Even if we accept the machine learning process presented by the authors as a reasonable basis for estimating risk, several issue remain about the authors’ findings. The first issue is the use of one-year re-referral rates to denote intervention success. Ongoing maltreatment may not be seen or reported for months or years. The authors report that 57% of their cases that received another referral did so within one year. However, that leaves 43% that were referred after a year had passed. These cases were not counted as “failures” by their model. In addition, because the databased covered only 2010 to 2015, the authors did not include any referrals that happened after 2015, including those that are yet to happen. If the authors classified  some cases wrongly as not returning, this reduces the validity of their model.

The second problem stems from that famous social science bugaboo–unmeasured differences between groups. The authors relied entirely on hotline and investigative data on family history and characteristics. Yet, many family issues may not be reflected in the data. These could include unknown histories of criminal behavior, mental illness, violence, or drug abuse. If the authors observed that an intervention appeared to cause harm to certain children, the explanation may not be that the intervention was inappropriate. A more plausible explanation might be that that the matching algorithm failed to correctly assess risk as well as the social workers in the system.  If the cases referred to the court were in fact those that social workers correctly identified as being at higher risk (even though this was not picked up by the algorithm) one might expect higher rates of return to the system of these cases relative to cases that were matched with them by the algorithm but not referred to the courts.  This possibility seems a lot more likely than the possibility that court-ordered services made parents more abusive or neglectful.

A third problem relates to the use of the child rather than the family as the unit of analysis. The family or household is obviously the appropriate unit of analysis here. It was the parents or caregivers that perpetrated the abuse or neglect and they are the main recipients of services. Author Peter York agreed that using the family would be be more appropriate but explained that most of the data in the system were linked to the child and not the family. Using the child as the level of analysis means that the same parents will be counted as many times as they have children in the system. This will obviously weight larger families more heavily, with whatever biases this may introduce.

Finally, it is concerning that the authors reported about the proportions of children that were provided with too-intensive services such as foster care but not the proportion that were provided with services that are not intensive enough. We all know about the worst case scenarios when children die or are severely injured after the system failed to respond appropriately to a report, but there are many more cases in which allegations are not substantiated or interventions are not intensive enough, and the children return to the system later, often in worse shape. Reporting on one type of error but not its opposite invariably raises questions about bias.

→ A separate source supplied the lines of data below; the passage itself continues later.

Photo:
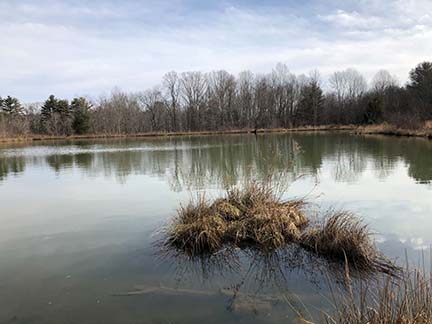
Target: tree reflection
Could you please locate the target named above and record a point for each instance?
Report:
(214, 161)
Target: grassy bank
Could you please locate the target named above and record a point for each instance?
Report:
(380, 129)
(392, 130)
(35, 137)
(255, 218)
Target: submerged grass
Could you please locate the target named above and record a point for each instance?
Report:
(405, 300)
(342, 237)
(255, 217)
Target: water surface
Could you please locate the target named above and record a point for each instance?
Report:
(79, 221)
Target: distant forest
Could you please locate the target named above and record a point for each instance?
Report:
(217, 101)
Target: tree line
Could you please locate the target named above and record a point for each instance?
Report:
(218, 100)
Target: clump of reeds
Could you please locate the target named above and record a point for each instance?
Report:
(343, 238)
(407, 300)
(253, 217)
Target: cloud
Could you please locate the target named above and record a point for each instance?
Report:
(75, 47)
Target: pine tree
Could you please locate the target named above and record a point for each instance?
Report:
(49, 107)
(11, 106)
(420, 86)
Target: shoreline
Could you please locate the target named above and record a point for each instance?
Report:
(382, 129)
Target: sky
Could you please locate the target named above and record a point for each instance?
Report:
(77, 47)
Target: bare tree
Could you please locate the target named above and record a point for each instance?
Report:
(193, 92)
(171, 83)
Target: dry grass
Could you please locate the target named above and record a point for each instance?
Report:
(254, 217)
(407, 300)
(389, 129)
(342, 237)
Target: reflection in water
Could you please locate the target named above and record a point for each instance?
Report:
(79, 235)
(200, 162)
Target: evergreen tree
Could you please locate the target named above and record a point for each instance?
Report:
(11, 106)
(49, 107)
(420, 86)
(81, 115)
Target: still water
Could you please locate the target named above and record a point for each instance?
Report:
(80, 222)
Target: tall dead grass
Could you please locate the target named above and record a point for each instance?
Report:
(343, 238)
(253, 217)
(406, 300)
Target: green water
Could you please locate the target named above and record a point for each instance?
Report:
(80, 222)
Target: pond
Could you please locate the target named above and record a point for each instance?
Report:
(80, 223)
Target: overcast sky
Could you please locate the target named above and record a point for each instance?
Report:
(88, 47)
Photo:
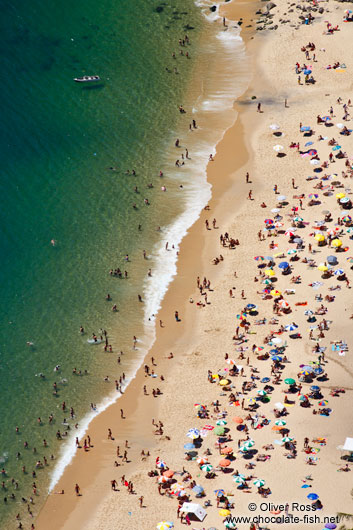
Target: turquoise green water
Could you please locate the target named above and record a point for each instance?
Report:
(58, 139)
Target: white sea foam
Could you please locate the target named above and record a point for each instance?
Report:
(216, 102)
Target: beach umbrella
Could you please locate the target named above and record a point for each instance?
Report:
(287, 439)
(291, 327)
(269, 272)
(219, 431)
(227, 451)
(339, 272)
(224, 512)
(318, 370)
(198, 489)
(224, 462)
(165, 525)
(332, 231)
(219, 493)
(276, 340)
(312, 496)
(230, 525)
(193, 434)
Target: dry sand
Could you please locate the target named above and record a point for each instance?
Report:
(200, 341)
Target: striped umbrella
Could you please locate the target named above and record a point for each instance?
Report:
(193, 433)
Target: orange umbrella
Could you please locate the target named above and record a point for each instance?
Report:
(224, 462)
(227, 451)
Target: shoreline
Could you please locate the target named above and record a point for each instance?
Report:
(129, 402)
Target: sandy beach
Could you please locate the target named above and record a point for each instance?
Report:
(298, 317)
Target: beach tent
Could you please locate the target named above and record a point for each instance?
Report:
(196, 509)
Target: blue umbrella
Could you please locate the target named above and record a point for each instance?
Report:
(313, 496)
(198, 489)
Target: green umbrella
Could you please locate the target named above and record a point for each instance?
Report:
(219, 431)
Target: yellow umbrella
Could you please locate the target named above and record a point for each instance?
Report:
(323, 268)
(269, 272)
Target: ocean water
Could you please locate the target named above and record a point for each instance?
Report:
(59, 141)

The authors should not be blamed for making too much of their findings. In their article abstract, they do not mention the specific findings about over-reliance on foster care and more intensive child welfare interventions. Rather, they  argue that their findings indicate that “predictive analytics and machine learning would significantly improve the accuracy and utility of the child welfare risk assessment instrument being used.” I fervently agree with that statement. But this new approach by Schwartz et al is qualitatively different from the predictive risk modeling algorithms currently being applied and studied by jurisdictions around the country. In particular, the authors used machine learning to identify groups with similar risks but which received different treatments. Their purpose was to assess the effectiveness of distinct treatments of different subgroups. How well this approach will accomplish that purpose remains to be seen. This fascinating study is just the the beginning of a conversation about the utility of this new approach, not an argument for reducing the reliance on foster care or community services.